13日、大阪市内で行われた阪急阪神HDの株主総会【拡大】

 中田翔や中村剛也らFA砲の獲得方針があるとすれば、巨額資金の最終決済は誰がするのでしょうか。阪急阪神HDの株主総会が13日に行われ、「阪急」の統治がいよいよ鮮明になりました。「阪神タイガース」も阪急阪神HDのエンタテイメント・コミュニケーション事業部門の子会社です。今後の球団人事や編成計画などにも「阪急首脳」の意向が色濃く出てきますね。監督人事や巨額資金の必要な補強などは「阪神」だけの決済では前に進まなくなる可能性が極めて高いですね。

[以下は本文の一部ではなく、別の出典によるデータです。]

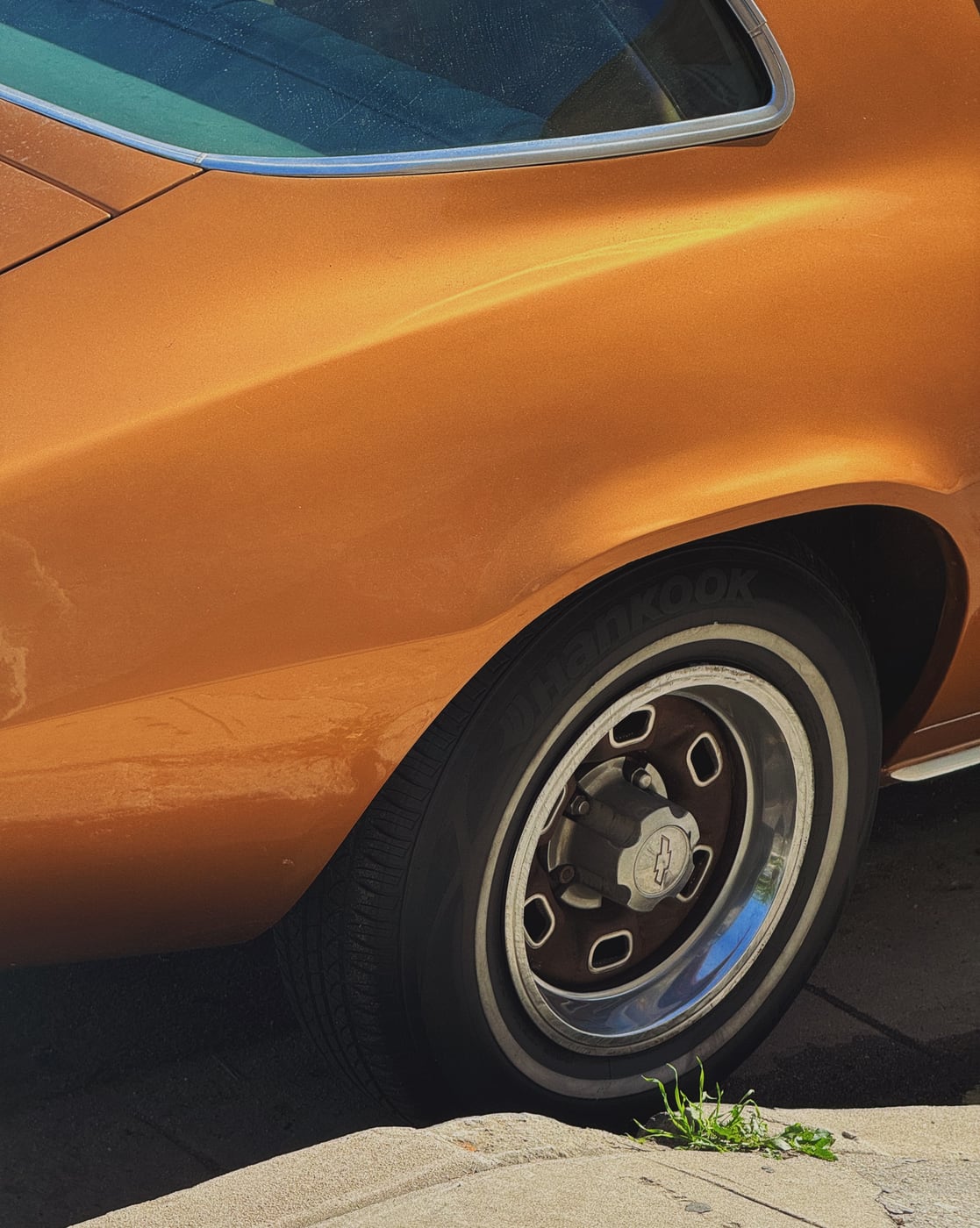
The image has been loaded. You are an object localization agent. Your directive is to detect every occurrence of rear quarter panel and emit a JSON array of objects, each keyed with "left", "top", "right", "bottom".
[{"left": 0, "top": 0, "right": 980, "bottom": 961}]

 30年以上も「阪神タイガース」を取材した者にとっては、なんとも複雑で寂しさが込み上げてきます。タイガースが「阪神」ではなく、「阪急阪神HDタイガース」になっていく。もっと言えば実質は「阪急タイガース」…。そんな思いで13日に行われた阪急阪神HDの株主総会の様子を聞いていました。

 「久万さん(元オーナー=故人)が生きていたら泣いているんじゃないか。阪神が実際、阪急にすべてのみ込まれた。こうなることは10年前に決まっていたことだけど、実際に目の辺りにすると悲しいですね」と話すと、ある球団関係者はこう返してきました。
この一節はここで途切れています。